Monthly Savings = Current Payment - New Payment
Lifetime savings subtracts the total new loan cost (including closing costs) from the remaining cost of your current mortgage.
Mortgage refinancing involves replacing your existing home loan with a new one, typically at a lower interest rate. When you refinance, you essentially pay off your current mortgage and start fresh with new terms. Homeowners refinance for many reasons, including reducing monthly payments, shortening the loan term, switching from an adjustable-rate to a fixed-rate mortgage, or tapping into home equity.
The key decision factor is whether the savings from the lower rate outweigh the costs of refinancing. This calculator helps you compare your current loan terms against the proposed new terms to determine if refinancing makes financial sense for your situation.
The break-even point is the number of months it takes for your monthly savings to recoup the closing costs of refinancing. For example, if you save $200 per month and your closing costs are $4,000, your break-even point is 20 months. This is a critical metric because if you plan to sell your home before reaching the break-even point, refinancing may actually cost you money.
Financial advisors generally recommend refinancing when the break-even period is less than 3-5 years and you plan to stay in the home beyond that point. A shorter break-even period indicates a stronger case for refinancing.
The traditional rule of thumb suggests refinancing when you can reduce your interest rate by at least 1-2 percentage points, though even smaller reductions can yield significant savings on larger loan balances. Market conditions, your credit score, current home equity, and remaining loan term all influence whether refinancing is advantageous.
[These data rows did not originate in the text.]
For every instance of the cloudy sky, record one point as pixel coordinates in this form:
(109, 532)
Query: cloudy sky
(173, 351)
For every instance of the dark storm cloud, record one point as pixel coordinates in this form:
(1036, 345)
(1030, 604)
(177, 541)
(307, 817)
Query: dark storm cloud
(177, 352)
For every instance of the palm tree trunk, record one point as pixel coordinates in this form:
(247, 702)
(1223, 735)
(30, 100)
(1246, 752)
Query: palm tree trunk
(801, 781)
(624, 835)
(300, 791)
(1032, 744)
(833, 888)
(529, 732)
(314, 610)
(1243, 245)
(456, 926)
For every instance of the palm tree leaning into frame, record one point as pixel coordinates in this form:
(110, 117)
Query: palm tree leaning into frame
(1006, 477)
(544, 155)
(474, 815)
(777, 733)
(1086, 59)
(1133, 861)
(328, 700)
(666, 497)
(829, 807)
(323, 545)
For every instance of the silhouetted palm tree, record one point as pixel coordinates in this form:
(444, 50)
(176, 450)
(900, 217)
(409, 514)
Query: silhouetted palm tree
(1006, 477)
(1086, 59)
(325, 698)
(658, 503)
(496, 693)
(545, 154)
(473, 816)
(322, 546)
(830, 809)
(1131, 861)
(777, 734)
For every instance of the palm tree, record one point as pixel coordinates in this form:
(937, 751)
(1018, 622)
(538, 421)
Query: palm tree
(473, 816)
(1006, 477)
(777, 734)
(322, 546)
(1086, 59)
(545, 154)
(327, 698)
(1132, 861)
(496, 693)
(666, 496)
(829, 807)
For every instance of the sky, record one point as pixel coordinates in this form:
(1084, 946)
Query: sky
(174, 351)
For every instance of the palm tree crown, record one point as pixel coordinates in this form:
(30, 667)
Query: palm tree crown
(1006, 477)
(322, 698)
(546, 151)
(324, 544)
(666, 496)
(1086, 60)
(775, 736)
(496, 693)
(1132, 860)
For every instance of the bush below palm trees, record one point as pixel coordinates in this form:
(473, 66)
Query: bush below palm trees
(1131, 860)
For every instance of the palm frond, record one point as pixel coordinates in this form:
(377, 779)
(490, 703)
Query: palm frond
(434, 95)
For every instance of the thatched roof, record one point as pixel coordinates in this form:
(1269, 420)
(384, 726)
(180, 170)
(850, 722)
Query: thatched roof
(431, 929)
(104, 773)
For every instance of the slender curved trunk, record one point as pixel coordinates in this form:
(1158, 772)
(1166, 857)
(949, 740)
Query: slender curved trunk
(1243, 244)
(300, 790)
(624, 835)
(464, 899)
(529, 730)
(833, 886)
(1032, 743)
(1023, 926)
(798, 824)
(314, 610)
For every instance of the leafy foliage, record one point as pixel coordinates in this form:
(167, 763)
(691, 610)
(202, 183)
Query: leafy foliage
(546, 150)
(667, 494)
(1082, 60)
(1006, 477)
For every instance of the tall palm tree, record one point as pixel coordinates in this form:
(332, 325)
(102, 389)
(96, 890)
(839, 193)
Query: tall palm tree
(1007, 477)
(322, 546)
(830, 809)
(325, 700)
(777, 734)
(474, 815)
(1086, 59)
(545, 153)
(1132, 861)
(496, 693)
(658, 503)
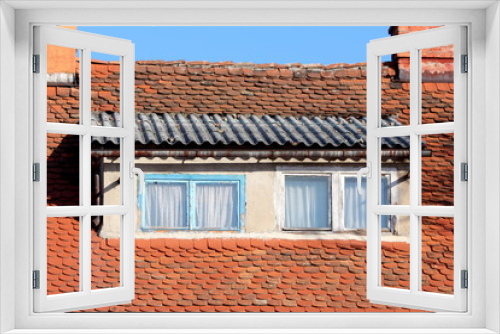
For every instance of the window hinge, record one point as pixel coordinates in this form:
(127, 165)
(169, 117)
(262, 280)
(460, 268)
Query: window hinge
(36, 279)
(464, 172)
(465, 279)
(465, 64)
(36, 172)
(36, 63)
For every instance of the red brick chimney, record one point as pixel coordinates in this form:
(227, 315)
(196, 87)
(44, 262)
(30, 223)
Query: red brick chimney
(61, 64)
(437, 63)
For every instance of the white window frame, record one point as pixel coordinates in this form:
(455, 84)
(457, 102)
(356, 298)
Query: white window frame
(336, 176)
(85, 296)
(15, 39)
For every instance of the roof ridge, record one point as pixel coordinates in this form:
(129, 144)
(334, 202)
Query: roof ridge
(251, 65)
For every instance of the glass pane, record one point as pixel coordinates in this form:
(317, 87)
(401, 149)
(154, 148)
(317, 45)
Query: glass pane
(165, 205)
(106, 246)
(63, 166)
(395, 94)
(106, 171)
(105, 78)
(437, 84)
(355, 203)
(63, 92)
(306, 202)
(437, 254)
(395, 153)
(395, 264)
(438, 169)
(216, 206)
(63, 255)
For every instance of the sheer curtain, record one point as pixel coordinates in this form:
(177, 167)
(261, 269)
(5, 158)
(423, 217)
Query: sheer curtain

Consider how long you plan to stay in the home, whether you want to change your loan term, and if you need cash out for home improvements or debt consolidation. Rate-and-term refinances (changing only the rate and/or term) are the most straightforward and typically offer the best savings potential.
Closing costs for refinancing typically range from 2% to 5% of the loan amount. These costs include application fees, appraisal fees, title insurance, origination fees, and various administrative charges. Some lenders offer "no-closing-cost" refinances where fees are rolled into the loan balance or offset by a slightly higher interest rate.
Be mindful of the total interest paid over the life of the loan. Extending your term (e.g., refinancing from 20 remaining years to a new 30-year mortgage) may lower your monthly payment but could significantly increase total interest paid. Compare total costs, not just monthly payments, to make the best financial decision.